01 de Fevereiro de 2014

Foto Juliana Lombardi/Divulgação

[conteúdo vinculado à reportagem de capa | ed. 158 | fevereiro 2014]

O dia marcante do matrimônio não perdeu a magia
e o encanto com a rotatividade das relações líquidas. Pelo contrário, cada vez mais o evento é eternizado, e ganha toda a pompa. Para celebrar a data, famílias despendem suas economias em celebrações planejadas e vivenciadas em expectativa com um ano ou mais de antecedência. Um exército de prestadores de serviços é convocado para a arrumação das flores, a decoração da igreja e do local da festa, o bufê, a orquestra, o cerimonial... e, claro, fotógrafos e produtoras de vídeo que cuidam da captação de momentos tão esperados e sua edição para inscrição na eternidade. Sem falar no making of do show, em que cada centímetro pisado pelos noivos vira palco, e cada cumprimento, um gesto ensaiado.

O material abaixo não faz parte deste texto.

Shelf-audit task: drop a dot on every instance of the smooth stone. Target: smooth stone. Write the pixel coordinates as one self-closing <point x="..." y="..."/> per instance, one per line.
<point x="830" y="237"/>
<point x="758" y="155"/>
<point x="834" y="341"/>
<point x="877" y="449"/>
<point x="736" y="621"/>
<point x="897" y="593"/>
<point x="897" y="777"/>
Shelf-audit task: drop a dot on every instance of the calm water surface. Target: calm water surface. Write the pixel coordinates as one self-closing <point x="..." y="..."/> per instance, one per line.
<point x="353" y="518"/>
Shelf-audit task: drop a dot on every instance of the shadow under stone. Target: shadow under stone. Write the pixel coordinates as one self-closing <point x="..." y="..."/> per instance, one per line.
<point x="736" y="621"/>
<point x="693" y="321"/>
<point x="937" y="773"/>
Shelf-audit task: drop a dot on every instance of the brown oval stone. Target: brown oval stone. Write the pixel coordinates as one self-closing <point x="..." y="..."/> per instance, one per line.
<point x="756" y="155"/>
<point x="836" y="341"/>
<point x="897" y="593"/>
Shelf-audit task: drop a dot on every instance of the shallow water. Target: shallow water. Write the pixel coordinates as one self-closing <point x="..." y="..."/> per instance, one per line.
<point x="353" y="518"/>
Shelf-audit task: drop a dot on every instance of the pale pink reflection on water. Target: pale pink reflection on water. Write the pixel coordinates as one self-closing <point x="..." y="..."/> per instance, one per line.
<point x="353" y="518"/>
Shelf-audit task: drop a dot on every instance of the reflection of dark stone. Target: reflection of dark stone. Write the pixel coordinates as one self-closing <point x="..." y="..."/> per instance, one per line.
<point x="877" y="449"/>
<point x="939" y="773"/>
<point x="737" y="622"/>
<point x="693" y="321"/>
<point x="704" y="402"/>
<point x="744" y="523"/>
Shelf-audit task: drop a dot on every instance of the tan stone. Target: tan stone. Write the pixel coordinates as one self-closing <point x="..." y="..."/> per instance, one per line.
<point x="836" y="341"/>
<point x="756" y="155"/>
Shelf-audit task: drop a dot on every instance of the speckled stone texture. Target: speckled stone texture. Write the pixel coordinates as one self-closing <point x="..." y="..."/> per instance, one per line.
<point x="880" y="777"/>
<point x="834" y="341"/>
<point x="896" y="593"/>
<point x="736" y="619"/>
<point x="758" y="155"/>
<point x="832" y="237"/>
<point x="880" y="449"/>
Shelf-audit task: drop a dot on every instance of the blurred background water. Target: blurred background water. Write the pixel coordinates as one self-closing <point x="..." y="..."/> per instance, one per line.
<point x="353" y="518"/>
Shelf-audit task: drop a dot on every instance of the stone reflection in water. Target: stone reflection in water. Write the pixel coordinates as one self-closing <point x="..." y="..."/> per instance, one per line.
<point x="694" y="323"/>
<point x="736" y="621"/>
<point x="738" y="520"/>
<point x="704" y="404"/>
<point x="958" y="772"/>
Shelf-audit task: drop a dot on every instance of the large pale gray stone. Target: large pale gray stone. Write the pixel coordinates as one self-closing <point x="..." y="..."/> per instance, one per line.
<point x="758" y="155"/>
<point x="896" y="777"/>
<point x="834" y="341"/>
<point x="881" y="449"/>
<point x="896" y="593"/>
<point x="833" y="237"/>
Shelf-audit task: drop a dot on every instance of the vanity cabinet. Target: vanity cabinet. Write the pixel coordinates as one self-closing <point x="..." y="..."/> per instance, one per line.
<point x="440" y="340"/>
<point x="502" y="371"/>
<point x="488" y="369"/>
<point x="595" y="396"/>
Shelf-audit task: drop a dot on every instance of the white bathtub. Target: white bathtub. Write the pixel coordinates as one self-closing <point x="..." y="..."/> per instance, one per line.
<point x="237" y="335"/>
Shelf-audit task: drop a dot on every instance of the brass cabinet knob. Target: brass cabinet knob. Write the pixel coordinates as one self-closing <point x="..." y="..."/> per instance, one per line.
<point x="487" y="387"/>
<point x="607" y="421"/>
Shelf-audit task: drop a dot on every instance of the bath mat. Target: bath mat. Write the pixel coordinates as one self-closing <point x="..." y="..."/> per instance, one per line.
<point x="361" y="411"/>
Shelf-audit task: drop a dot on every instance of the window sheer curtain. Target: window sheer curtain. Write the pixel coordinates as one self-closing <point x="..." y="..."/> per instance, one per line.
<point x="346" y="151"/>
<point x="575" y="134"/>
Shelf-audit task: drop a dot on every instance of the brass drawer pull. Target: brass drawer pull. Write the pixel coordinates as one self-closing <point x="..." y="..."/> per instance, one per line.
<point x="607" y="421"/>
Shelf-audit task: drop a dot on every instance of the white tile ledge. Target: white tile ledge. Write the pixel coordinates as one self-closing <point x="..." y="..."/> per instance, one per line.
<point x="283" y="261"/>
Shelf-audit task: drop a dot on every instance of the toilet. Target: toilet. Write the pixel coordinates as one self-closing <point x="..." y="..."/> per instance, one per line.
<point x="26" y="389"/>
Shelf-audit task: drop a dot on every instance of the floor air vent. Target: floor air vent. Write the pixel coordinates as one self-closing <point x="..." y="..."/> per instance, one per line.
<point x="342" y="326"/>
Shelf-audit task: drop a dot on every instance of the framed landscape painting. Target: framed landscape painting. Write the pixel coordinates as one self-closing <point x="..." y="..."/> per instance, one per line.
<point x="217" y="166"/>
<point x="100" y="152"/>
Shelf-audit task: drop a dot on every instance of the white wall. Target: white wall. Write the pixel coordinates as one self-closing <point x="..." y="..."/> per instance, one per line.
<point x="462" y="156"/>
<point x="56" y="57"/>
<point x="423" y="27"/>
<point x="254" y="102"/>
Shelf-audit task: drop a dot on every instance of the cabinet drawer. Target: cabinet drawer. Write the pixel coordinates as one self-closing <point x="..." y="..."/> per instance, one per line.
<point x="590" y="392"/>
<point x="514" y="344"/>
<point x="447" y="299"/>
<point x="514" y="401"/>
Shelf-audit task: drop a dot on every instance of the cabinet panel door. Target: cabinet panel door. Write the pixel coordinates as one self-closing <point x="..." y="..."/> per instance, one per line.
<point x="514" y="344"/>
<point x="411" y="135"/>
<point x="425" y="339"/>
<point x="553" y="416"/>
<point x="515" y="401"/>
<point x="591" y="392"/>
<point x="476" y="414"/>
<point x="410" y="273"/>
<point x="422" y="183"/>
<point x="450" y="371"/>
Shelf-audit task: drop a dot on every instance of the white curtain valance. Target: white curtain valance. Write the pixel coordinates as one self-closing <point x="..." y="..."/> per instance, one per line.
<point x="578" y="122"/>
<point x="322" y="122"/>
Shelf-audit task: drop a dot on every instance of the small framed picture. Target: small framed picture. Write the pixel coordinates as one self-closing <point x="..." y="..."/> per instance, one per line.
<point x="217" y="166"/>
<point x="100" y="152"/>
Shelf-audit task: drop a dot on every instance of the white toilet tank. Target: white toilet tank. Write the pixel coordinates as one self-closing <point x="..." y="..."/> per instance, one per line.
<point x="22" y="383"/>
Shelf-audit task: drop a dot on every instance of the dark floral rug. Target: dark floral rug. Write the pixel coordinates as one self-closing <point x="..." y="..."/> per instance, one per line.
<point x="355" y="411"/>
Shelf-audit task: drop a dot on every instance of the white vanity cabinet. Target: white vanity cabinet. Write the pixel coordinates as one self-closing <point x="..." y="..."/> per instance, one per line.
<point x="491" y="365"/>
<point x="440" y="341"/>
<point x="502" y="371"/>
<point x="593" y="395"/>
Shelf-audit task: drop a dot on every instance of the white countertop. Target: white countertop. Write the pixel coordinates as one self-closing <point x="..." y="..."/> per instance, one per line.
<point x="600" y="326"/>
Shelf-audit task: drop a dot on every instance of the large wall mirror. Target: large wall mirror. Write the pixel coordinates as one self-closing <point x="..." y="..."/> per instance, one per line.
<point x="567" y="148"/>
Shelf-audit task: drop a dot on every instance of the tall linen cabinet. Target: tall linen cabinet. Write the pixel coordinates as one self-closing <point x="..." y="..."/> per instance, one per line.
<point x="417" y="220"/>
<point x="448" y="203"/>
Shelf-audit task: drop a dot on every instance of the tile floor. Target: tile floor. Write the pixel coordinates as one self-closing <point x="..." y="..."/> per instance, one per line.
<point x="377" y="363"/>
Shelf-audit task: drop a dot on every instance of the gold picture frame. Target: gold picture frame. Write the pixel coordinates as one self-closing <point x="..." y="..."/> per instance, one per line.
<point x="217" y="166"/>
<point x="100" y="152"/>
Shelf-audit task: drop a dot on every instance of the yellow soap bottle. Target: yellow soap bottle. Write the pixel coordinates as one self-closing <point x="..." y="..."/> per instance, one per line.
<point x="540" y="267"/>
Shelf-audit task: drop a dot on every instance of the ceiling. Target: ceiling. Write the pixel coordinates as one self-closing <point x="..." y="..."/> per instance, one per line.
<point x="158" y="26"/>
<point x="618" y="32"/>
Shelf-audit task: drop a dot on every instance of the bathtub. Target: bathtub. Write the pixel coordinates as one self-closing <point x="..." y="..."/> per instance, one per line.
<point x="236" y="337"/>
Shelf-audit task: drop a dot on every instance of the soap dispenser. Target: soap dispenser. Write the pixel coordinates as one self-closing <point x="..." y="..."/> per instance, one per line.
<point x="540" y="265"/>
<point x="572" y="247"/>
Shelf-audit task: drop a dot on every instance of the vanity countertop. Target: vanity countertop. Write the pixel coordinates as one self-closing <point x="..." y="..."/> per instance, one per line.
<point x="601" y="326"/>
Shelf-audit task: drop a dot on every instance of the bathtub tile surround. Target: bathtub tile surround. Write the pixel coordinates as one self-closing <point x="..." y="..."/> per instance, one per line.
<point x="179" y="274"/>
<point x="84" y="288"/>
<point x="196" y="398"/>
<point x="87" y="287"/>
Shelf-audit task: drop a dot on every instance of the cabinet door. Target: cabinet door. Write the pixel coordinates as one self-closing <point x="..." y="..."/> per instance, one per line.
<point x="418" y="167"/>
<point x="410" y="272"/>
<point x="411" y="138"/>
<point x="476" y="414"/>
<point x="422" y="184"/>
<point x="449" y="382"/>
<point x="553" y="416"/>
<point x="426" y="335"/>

Embora o “para sempre” seja cada vez mais relativizado num universo cultural que supervaloriza a troca e enfatiza o gosto da novidade, a festa de casamento talvez seja a maior prova da permanência da tradição romântica. Na era da imagem, as fotos de casamento ganharam tanta importância, que a noiva começa a ser fotografada do instante em que acorda até o flagrante alcoólico dos efeitos da festa. Sem falar nas fotos posadas em cenários externos, em que o romantismo se expõe num teatro de exageros para a degustação do olhar dos outros.

A fotógrafa Juliana Lombardi diz que o registro do grande dia é cercado de verdadeira emoção. “É a experiência do ápice, a materialização de um sonho que foi pensado em cada detalhe”, relata Juliana, que declara ter escutado muitas noivas se sentirem órfãs depois que passa a festa. “Muitas sentem saudade desse período, de vivenciar o seu status e a sua identidade de noiva”, conta. Ou seja, é a mania romântica da idealização transferida do sonho a dois para a caricatura de um – a noiva eterna.

Lombardi lembra que as festas de casamento trazem um clima de fechamento, como encontramos nas novelas. “Todo final feliz tem um encontro perfeito, um beijo ou um casamento – e é exatamente nesse ponto em que a novela termina, e nós, espectadores, ficamos sem saber o que veio depois na vida desses casais.”

Vem isso mesmo: a vida. Começa a realidade. Longe do sonho arrematado na festa cara, depois do buquê jogado ao alto e dos pombinhos partindo em lua de mel, o romantismo é desafiado a se desdobrar, e ir além da idealização – ou retornar dela. De qualquer modo, a imagem do casamento também é apresentada cheia de estereótipos, para não destoar muito da visão romântica vendida pela cultura.

Cansada de ver a exploração do tema na TV, especialmente em programas de entrevistas com casais famosos, juntos há longa data, a psicanalista Bianca Dias postou numa rede social: “As respostas são sempre as mesmas imbecilidades, que nada dizem sobre o maravilhoso e assustador encontro com a diferença. ‘Muito respeito, admiração e fidelidade’ – como se todas as relações tivessem que se encaixar nesse ideal normativo, como se isso garantisse alguma coisa, como se o tempo fosse indicativo de que ali existe amor”, critica. Para ela, o tempo só pode ser comemorado como acontecimento se houve uma reinvenção, senão, não há o que ser celebrado, e, sim, “só o acúmulo de dias sem cor no calendário”.

Depois de encerrado o ritual, Juliana Lombardi diz ter contato com os noivos fotografados de duas maneiras: ou sabe da separação poucos anos depois, ou continua sendo chamada para registrar o batizado e aniversários dos filhos. “O interessante é observar que, apesar de o romantismo ser um artigo universal no enredo dos casamentos, o caminho é único para cada casal: há espaço para sonhos e realidades”, comenta a fotógrafa.